Fast forward to 1987 and you might be able to find an op-ed that I wrote to the editor of the Suffolk News-Herald. As an Army staff sergeant supervising the National Guard Armory in that city, I pushed back at the then-leader of the Suffolk NAACP, who wanted to take down a Confederate flag hanging on the wall in the building. That action on its face might seem like a contradiction of this letter. My argument with him and the intent of my letter to the editor was to say that we should be spending our energy to end the ideology, not just take down the symbols.

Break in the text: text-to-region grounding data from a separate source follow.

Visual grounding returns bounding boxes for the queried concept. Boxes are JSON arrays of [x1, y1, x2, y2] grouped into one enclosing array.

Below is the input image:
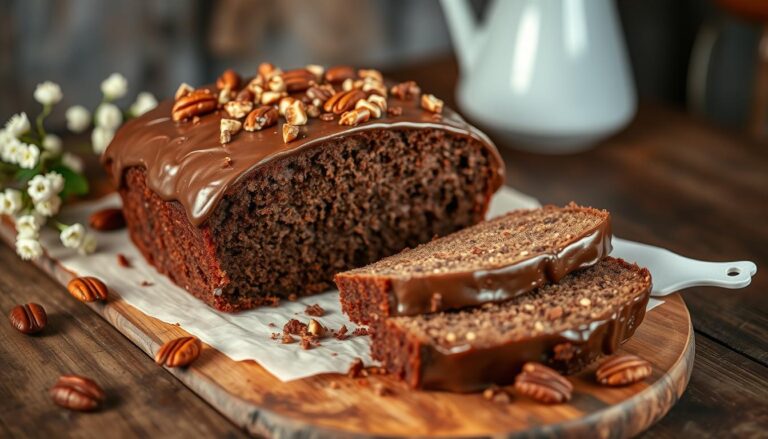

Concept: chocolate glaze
[[389, 218, 613, 316], [103, 87, 505, 226], [389, 262, 652, 392]]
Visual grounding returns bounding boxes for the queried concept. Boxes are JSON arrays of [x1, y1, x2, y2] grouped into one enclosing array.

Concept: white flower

The double standard is clear. America rails against those who kneel when the National Anthem is played but are silent about those who fly the Confederate flag in their yards and on bumper stickers. They revere generals who fought against the country and dismiss those who fought and died defending it. The constitution they claim to stand for, means nothing after Democrat and Republican-appointed judges on The Supreme Court dismiss their claims of a fraudulent election. I do not believe they are Republican or conservative. All the facts of history and present events prove the primary participants in this insurrection are in fact Confederates. For the first time in American history, a rebel carrying a Confederate flag ran through the Capitol building of the United States of America.
In movies, on television and now in video games, America has a long history of glorifying rebels and bad men: gunslingers, mafia bosses, and as of lately in the African American community, thug life! Shouldn’t we expect a criminal after losing 20 years of freedom in a penitentiary, to return to society and establish a post narrative of how he went wrong? Why would we grant him freedom and allow him to make a living, creating a new generation of criminal disciples? I do not believe it serves the common good to hide the dark history of a person or a nation. That would allow someone headed down that same road to make the same mistake. Creating a narrative that the dark road was an enlightened path is equally dangerous for future generations. Likewise dangerous is the idea that the Confederacy was a noble cause or the romantic narrative that the South will rise again.
They claim patriotism, and while it is true the Declaration of Independence grants the citizen the right to overthrow an oppressive government, history sets the standard. For those so daring to make a claim of independence from the established government — history only awards the title of patriot to winners! Losers are branded rebels. Confederates lost the Civil War in 1865. They lost their fight against Civil Rights in 1963. They lost the 2020 election. Their insurrection on Jan. 6 was a miserable and embarrassing failure. Hopefully the inauguration on Jan. 20, 2021, will mark the beginning of a 21st-century Reconstruction that was never completed after the Civil War. Prayerfully, we will enjoy another 200 years of democracy moving forward to the elusive goal of a more perfect union.